Papa, la fac et moi est une comédie familiale des Studios Disney sort un mois seulement après Welcome Home, Roscoe Jenkins, où Martin Lawrence est aussi à l'affiche...

COLLEGE ROAD TRIP - Roger Kumble (2008)

Remarquée pour ses connaissances et son tempérament, Melanie Porter (Raven-Symoné) est convoqué pour un entretient en vue d'intégrer l'université de ses rêves : Georgetown à Washington. Folle de joie, elle pense s'y rendre avec ses copines, mais James son père ultra-protecteur (Martin Lawrence) voit les choses autrement : il veut faire ce voyage avec sa fille en espérant la faire changer d'avis et s'inscrire à la fac voisine.
Les voilà donc roulant de Chicago vers Washington D.C. à bord de la voiture de police de James, mais le périple s'avère bien mouvementé...
Les recettes de cette Disney comedy atteignent presque les 100 millions de dollars ; quoi de plus étonnant avec les deux stars comiques banckable Raven-Symoné et Martin Lawrence ? On peut s'attendre au pire et cependant le résultat est un divertissement qui se laisse regarder. La visite de la fac Northwestern, où Lawrence semble avoir payer tout le campus pour vanter l'Université si proche de chez lui, ou encore le père et sa fille totalement allumés croisés à plusieurs moments sont plutôt rigolos.
En plus, un changement de taille s'opère dans le cinéma hollywoodien et sa représentation des Afro-Américains. Il faut bien avoué que les Noirs ne sont plus uniquement des personnages secondaires et/ou des bouffons improbables. On a là une famille de la classe moyenne tout ce qu'il y a d'ordinaire, avec des préoccupations ordinaires ; Martin Lawrence est même présenté comme un père modèle (même s'il est légèrement collant, mais c'est le ressort de ce genre de films) qui donne des conseils d'éducation à ses amis blancs. Et, en conséquence, la prestation de Martin Lawrence -comique mais sans excès- est totalement convaincante. Quant aux rôles exubérants, ils sont confiés à des Blancs... Les codes changent indubitablement.

Pour le casting, il y a le jeune et prometteur Eshaya Draper, dernièrement à l'affiche de A Thousand Words. On voit trop peu la tonitruante Kym E. Whitley. Dommage ! Débutant dans de petits rôles sur La famille Foldingue, Next Friday, Baby Boy ou encore Deliver Us from Eva, ses talents sont vraiment utilisés dans The Salon et Black Dynamite. En outre, elle double de nombreux personnages de la série animée The Boondocks.
Au niveau du casting blanc, citons Vincent Pastore (plus vrai que nature dans le costume de Salvatore "Big Pussy" dans The Sopranos, il joue aussi de petits rôles dans des films "black" tels Who's the Man ?, Money Train, The Hurricane et The Cookout) et une accolyte de la famille Wayans qui joue dans les séries TV In Living Color et My Wife and Kids, Scary Movie et Little Man) : Kelly Coffield Park.

jeudi 29 mars 2012

This Christmas

This Christmas se place dans la lignée des comédies dramatiques qui prennent pour toile de fond une famille nombreuse réunie pour un évènement important, et qui s'appuie sur un casting alléchant...

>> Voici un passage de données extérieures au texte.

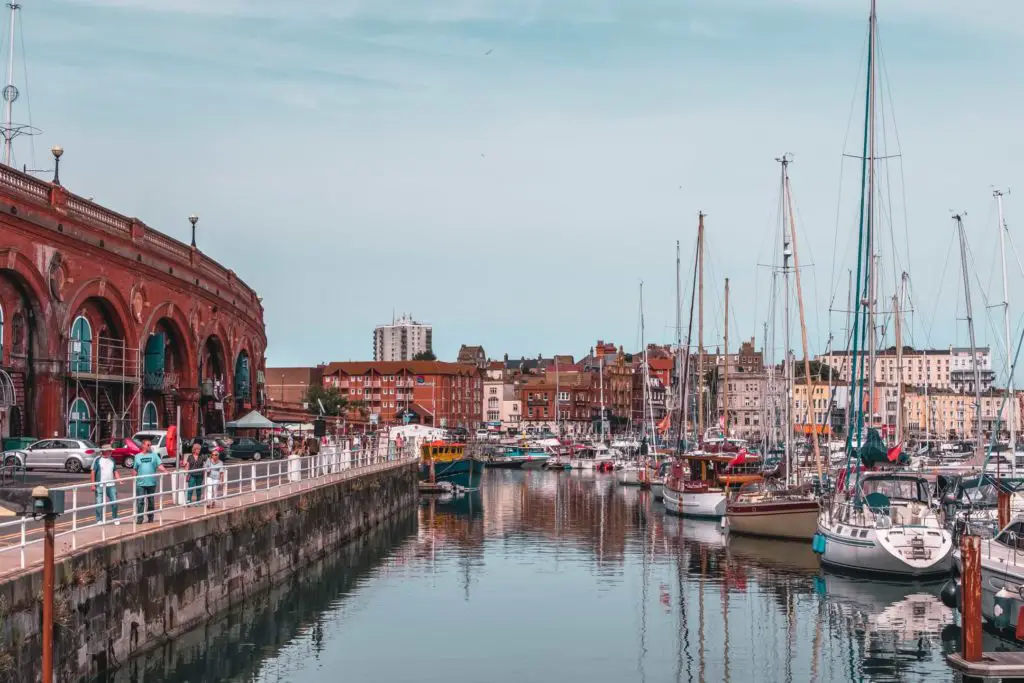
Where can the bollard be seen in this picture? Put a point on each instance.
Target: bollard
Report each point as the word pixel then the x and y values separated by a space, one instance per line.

THIS CHRISTMAS - Preston A. Whitmore II (2007)


Pour la première fois depuis 4 ans, la famille Whitfield se retrouve pour fêter Noël chez leur mère Ma'Dere (Loretta Devine).
Chacun a un secret inavouable, à commencer par Ma'Dere qui vit officieusement depuis des années avec Joe (Delroy Lindo) ; tous ses enfants le savent sauf Quentin (Idris Elba) qui hait le nouvel amour de sa mère et cache de son coté des ennuis avec des gangsters. Le couple de sa fille Lisa avec Devean (Keith Robinson & Regina King) bat de l'aile, tandis que son autre fille Kelli (Sharon Leal) semble se complaire dans le célibat.
Enfin Claude (Columbus Short) rentre de l'armée paré de son joli uniforme mais ses secrets vont faire prendre une tournure imprévue à la réunion de famille...

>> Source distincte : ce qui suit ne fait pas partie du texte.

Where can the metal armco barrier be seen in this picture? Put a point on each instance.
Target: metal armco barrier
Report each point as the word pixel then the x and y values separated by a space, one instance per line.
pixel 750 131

Preston A. Whitmore II réalisateur, producteur et scénariste (The Walking Dead, Fled, Civil Brand, Lockdown ou Crossover). Avec un budget limité, il livre une comédie agréable, au casting conséquent, bien filmée et qui recueille des critiques globalement positives ainsi qu'un bon succès financier (50 millions de dollars au box office).

This Christmas est une de ces tragi-comédies qui dépeint une famille, dans ses joies quotidiennes, ses contradictions, ses conflits et ses jalousies. On pense à Soul Food ou Kingdom Come, et il faut bien avouer que This Christmas soutient la comparaison. La réalisation est bien maîtrisée, de facture assez classique certes mais agrémentée de certains plans plus osés et néanmoins réussis. On passe du hui-clos de la maison de Ma'Dere aux ambiances urbaines dans les rues ou les clubs, accompagné par la musique jazzy de Marcus Miller.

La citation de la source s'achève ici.